The retailer said it had been a half of two quarters, with strong sales growth of 6.2% in the first quarter, followed by a softer Q2 at 1.6%. Sales in Q2 missed the company's expectations, and while there are some identifiable reasons for this, Dunelm pointed out it's the third year in a row it has seen lower growth in Q2.
"We deliberately opt to be disciplined in our promotional activity in the run up to Christmas, holding our two main sales in January and June," it said. "However, we are currently reviewing the role our Q2 trading approach plays for customers and the impact on our business."
Dunelm said consumer confidence remained subdued in the first half, with market data pointing to a particularly challenging December for both homewares and the UK retail sector more generally. It also highlighted an "extremely competitive" Black Friday period, both in terms of the depth of discounts and performance marketing spend.
Dunelm said sales growth in the third quarter to date has been strong following the softer Q1, and more in line with the first half as a whole.
The consumer environment remains challenging, with variable trading patterns, but the company said it remains confident in its plans for the second half, with the full launch of the app due in spring and furniture availability recovery plans in place.
The retailer said it expects FY 2026 pre-tax profit to be in line with consensus expectations £214m, and a range of £210m to £221m.
Dunelm announced an interim dividend of 17p per share and a special dividend of 25p.
Chief executive Clo Moriarty, who joined the company in October, said: "We delivered a solid first‑half performance despite a softer second quarter, and we are seeing stronger sales growth in early Q3 following a good Winter Sale and an encouraging response to our new Spring ranges.
"What I've seen so far gives me real confidence in our future. With only 7.9% market share and clear opportunities to enhance and expand our assets, we have significant headroom for growth. We will build on our existing strengths with relentless customer focus, product excellence and retail rigour, underpinned by the financial discipline for which Dunelm is known. There is much more in the tank, and I'm excited for what lies ahead."

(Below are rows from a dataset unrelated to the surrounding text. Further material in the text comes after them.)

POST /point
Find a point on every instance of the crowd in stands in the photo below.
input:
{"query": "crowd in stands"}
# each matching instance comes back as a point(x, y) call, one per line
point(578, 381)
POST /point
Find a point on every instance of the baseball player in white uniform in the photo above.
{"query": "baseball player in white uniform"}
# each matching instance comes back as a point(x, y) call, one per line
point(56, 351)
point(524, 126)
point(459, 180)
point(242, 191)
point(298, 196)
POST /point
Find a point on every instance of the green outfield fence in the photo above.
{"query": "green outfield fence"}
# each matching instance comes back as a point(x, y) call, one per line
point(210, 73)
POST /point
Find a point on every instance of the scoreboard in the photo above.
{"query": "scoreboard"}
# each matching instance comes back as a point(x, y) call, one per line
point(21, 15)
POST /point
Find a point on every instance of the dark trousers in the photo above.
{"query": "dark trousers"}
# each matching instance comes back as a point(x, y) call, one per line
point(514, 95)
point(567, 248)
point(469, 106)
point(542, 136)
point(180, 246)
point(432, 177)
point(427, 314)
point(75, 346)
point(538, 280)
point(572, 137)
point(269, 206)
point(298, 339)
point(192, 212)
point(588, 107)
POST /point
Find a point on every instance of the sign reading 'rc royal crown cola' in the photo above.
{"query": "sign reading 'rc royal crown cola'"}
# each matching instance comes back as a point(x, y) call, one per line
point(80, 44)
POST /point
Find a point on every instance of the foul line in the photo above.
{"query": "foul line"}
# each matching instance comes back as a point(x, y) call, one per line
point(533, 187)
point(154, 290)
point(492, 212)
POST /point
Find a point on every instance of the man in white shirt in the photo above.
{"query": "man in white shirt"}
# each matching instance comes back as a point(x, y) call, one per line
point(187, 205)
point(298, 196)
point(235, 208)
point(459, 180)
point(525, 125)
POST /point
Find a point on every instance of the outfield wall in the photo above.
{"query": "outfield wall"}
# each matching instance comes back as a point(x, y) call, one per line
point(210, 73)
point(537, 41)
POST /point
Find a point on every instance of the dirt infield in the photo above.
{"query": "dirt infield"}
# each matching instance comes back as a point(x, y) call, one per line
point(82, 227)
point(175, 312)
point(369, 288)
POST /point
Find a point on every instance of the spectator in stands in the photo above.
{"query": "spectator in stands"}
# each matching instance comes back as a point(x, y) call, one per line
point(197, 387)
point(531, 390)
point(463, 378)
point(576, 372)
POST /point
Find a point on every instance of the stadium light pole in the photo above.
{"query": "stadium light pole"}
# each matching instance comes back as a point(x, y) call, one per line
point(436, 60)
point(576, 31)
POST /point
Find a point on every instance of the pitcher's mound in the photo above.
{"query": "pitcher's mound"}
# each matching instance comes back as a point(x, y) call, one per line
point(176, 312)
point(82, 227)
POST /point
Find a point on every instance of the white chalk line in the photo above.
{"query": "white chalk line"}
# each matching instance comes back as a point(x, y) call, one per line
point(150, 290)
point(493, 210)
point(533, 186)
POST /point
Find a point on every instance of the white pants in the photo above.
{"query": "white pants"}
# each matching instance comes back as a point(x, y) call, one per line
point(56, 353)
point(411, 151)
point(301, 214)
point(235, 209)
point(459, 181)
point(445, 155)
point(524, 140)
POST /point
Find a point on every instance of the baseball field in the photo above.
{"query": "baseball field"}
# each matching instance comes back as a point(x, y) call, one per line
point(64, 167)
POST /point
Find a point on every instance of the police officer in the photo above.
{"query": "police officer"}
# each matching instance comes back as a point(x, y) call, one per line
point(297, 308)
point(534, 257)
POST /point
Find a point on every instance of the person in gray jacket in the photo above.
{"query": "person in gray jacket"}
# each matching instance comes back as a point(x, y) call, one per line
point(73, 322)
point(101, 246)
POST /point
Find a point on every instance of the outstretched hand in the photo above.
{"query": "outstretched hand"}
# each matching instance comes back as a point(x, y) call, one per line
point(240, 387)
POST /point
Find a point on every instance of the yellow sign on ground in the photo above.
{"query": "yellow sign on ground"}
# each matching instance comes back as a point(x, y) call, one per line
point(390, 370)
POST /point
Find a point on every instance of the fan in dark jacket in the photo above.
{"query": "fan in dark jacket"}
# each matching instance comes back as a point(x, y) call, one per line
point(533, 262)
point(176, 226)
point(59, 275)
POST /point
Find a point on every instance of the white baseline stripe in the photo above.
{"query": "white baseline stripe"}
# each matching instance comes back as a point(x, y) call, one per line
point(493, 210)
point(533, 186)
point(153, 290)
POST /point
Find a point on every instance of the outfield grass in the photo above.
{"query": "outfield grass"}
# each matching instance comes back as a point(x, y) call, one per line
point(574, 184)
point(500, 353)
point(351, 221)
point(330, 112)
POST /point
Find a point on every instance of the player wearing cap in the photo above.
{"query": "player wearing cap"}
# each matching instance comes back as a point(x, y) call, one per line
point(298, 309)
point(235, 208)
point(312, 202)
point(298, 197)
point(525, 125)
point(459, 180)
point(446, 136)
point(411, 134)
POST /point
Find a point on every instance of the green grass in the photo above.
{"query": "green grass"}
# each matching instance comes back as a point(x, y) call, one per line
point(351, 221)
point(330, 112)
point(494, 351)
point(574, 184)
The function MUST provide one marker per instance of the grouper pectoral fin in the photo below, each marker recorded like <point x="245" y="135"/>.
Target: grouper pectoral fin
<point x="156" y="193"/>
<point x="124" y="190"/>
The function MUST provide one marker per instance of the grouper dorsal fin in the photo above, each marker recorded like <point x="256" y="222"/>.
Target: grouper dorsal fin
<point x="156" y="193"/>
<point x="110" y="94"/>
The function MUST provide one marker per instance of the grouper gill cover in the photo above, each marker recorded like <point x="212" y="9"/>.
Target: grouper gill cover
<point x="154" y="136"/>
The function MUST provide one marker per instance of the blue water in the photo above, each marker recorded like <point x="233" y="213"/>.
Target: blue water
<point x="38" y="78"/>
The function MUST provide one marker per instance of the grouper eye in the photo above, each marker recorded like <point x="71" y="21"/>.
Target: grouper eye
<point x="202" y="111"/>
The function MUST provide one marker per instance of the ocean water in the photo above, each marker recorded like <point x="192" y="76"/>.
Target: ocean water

At 1020 GMT, the shares were up 0.8% at 944.50p.
Shore Capital, which rates the stock at 'buy', said: "With news today that there has been improvement in trading in Q3 to date (more in-line with H1 as a whole) the signs are that this was more a one-off blip rather than a turning point in the company's fortunes.
The broker said that despite a slower Christmas, "Dunelm has not become a weak business overnight".
"With shares notably de-rated on recent news, we view the current weakness as an excellent entry price to what remains a quality retailer," it said.